1.3 LOSS OF EXCLUSIVITY. In the event that National fails, for a period of four consecutive weeks, to air the EarthLink Spots as contemplated by Sections 2.2(a) and (b) of this Agreement in any country within the Territory, then National's -rights -pursuant to Section 1.l of this Agreement shall cease being exclusive in such country, and EarthLink, by itself or through any licensee, may exercise such rights in such country concurrently with National's exercise of such rights.
2. PRODUCTION AND AIRING OF EARTHLINK SPOTS.
2.1 PRODUCTION OF EARTHLINK SPOTS. National, through its employees, agents and/or independent contractors, shall write, produce and edit two television direct response advertisements (collectively, the "EarthLink Spots"), one of approximately 15 seconds in length (the "Short Spot") and one of approximately 60 seconds in length (the "Long Spot"). National shall bear all costs incurred from and after the date of this Agreement in connection with the production, editing and airing of the EarthLink Spots. National shall consult with EarthLink with respect to the production of the EarthLink Spots, each of which shall be subject to EarthLink's approval, which shall neither be unreasonably withheld nor delayed. To that end, National shall provide EarthLink with a review copy of each preliminary version of each of the EarthLink Spots as promptly as practicable.

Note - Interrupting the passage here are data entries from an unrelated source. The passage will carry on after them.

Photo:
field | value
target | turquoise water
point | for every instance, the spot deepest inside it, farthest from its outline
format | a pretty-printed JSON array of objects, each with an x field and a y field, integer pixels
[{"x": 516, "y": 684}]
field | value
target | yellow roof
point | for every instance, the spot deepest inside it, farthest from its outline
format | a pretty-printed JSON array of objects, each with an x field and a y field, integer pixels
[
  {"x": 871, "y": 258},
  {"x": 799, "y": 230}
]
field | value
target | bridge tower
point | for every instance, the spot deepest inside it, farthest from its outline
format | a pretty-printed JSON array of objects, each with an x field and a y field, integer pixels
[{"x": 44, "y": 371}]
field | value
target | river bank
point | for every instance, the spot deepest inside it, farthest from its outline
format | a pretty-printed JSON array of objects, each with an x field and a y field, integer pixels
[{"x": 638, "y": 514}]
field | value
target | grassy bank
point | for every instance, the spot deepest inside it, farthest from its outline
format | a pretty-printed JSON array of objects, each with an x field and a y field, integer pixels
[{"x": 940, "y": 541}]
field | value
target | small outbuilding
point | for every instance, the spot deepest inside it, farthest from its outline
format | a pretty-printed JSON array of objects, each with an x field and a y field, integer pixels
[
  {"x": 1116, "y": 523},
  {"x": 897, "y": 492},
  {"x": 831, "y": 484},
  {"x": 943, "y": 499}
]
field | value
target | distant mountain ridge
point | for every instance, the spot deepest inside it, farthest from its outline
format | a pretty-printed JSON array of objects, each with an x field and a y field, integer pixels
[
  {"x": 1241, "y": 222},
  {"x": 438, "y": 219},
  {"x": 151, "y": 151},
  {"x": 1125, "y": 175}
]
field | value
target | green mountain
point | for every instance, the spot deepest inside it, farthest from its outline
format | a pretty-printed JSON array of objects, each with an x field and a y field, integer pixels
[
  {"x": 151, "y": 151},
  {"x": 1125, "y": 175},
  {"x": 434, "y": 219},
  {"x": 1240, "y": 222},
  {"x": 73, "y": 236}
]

2.2 AIRING OF EARTHLINK SPOTS.
(a) SHORT SPOT. During the six-month period immediately following EarthLink's approval of the Short Spot, National shall take such steps as are necessary to add such Spot to the beginning or end of each 30- minute infomercial which National airs on television in the Territory. Following the conclusion of such six-month period, National shall air the Short Spot in conjunction with each 30-minute infomercial which National airs in the Territory for the balance of the term of this Agreement.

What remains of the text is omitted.